Negli studi organizzativi si è privilegiata l’analisi delle organizzazioni in condizioni di normalità di


funzionamento, con l’obiettivo di trovare modelli altamente efficienti da poter riprodurre in altre realtà.
Solo dagli anni ’80 il lato oscuro dell’organizzazione comincia a diventare oggetto di ricerca.

Sia il lato luminoso che quello oscuro delle organizzazioni sono generati dai processi organizzativi.

Diane Vaughan definisce il dark side come: “Evento, attività, circostanza che si discosta dai fini
dell’organizzazione, dagli standard normativi, dalle aspettative.” Inoltre, individua tre livelli differenti che
danno origine al dark side:

- L’ambiente delle organizzazioni;

- Le caratteristiche organizzative;

- I processi cognitivi e di decisione dei partecipanti.
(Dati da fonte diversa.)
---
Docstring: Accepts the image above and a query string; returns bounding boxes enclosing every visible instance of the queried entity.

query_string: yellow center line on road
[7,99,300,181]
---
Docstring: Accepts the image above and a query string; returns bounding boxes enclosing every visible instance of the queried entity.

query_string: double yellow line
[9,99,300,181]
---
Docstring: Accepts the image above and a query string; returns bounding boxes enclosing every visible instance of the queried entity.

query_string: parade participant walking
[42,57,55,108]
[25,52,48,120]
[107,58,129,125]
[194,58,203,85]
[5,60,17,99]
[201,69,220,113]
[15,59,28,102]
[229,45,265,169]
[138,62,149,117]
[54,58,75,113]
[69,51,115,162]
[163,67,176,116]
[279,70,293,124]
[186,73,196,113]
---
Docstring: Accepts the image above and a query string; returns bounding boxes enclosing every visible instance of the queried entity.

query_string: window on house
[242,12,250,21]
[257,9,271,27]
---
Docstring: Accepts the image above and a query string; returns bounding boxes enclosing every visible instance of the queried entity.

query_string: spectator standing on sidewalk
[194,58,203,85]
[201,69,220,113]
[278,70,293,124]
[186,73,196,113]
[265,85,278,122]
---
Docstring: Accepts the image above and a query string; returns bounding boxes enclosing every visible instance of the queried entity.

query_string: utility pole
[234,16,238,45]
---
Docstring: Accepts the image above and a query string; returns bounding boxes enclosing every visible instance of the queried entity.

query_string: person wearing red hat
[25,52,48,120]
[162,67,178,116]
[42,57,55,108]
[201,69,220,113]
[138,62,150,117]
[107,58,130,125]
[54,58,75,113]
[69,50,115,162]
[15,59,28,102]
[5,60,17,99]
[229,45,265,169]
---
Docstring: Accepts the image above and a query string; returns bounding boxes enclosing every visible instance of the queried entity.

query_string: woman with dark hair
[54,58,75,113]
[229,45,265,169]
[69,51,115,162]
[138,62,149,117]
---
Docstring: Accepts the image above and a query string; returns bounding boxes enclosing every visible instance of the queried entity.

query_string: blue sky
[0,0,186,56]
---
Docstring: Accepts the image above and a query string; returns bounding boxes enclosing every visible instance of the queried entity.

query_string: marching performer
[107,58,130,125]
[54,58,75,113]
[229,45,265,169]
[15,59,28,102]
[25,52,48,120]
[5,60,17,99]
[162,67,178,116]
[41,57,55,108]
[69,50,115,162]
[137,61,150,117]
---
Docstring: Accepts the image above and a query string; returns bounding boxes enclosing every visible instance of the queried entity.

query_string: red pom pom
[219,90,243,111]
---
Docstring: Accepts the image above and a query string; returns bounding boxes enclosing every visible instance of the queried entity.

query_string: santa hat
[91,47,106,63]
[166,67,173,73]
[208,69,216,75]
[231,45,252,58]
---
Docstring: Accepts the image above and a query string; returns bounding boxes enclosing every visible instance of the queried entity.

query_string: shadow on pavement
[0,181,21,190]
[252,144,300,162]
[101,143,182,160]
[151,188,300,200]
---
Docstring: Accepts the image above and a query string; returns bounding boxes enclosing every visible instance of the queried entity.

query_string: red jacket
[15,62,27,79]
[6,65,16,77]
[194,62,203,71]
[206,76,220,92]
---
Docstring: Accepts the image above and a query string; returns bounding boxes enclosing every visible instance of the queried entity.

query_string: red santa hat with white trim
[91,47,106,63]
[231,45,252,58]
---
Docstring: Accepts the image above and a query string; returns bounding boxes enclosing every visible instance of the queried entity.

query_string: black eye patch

Tali livelli interconnessi sono all’origine di tre differenti tipologie di eventi: gli errori, i disastri, la devianza
organizzativa.

Nelle organizzazioni ad alta affidabilità (ospedali, traffico aereo, piattaforme petrolifere), un errore
umano può avere conseguenze catastrofiche. Gli errori possono dar luogo a due tipi di incidenti:

- Individuali: riguardano solo la persona direttamente o indirettamente coinvolta nell’errore, sono


più numerosi di quelli organizzativi, possono avere gravi conseguenze;

- Organizzativi: hanno cause multiple, possono avere conseguenze catastrofiche sia per la
popolazione coinvolta sia per l’ambiente circostante.

In passato, gli incidenti nelle organizzazioni venivano giustificati con l’errore umano: negli anni ’60 e ’70
le indagini sugli incidenti consideravano solo gli aspetti tecnici come la causa dell’incidente e le modalità
per far sì che l’evento non si ripetesse; negli anni ’80 il focus si è spostato verso l’errore umano,
concludendo che sia la causa dell’80/90% degli incidenti; soltanto negli anni ’90 viene riconosciuta
l’importanza dei fattori sociotecnici, arrivando a sostenere che gli incidenti sono causati dall’interazione
di più elementi, costruiti organizzativamente nel corso del tempo.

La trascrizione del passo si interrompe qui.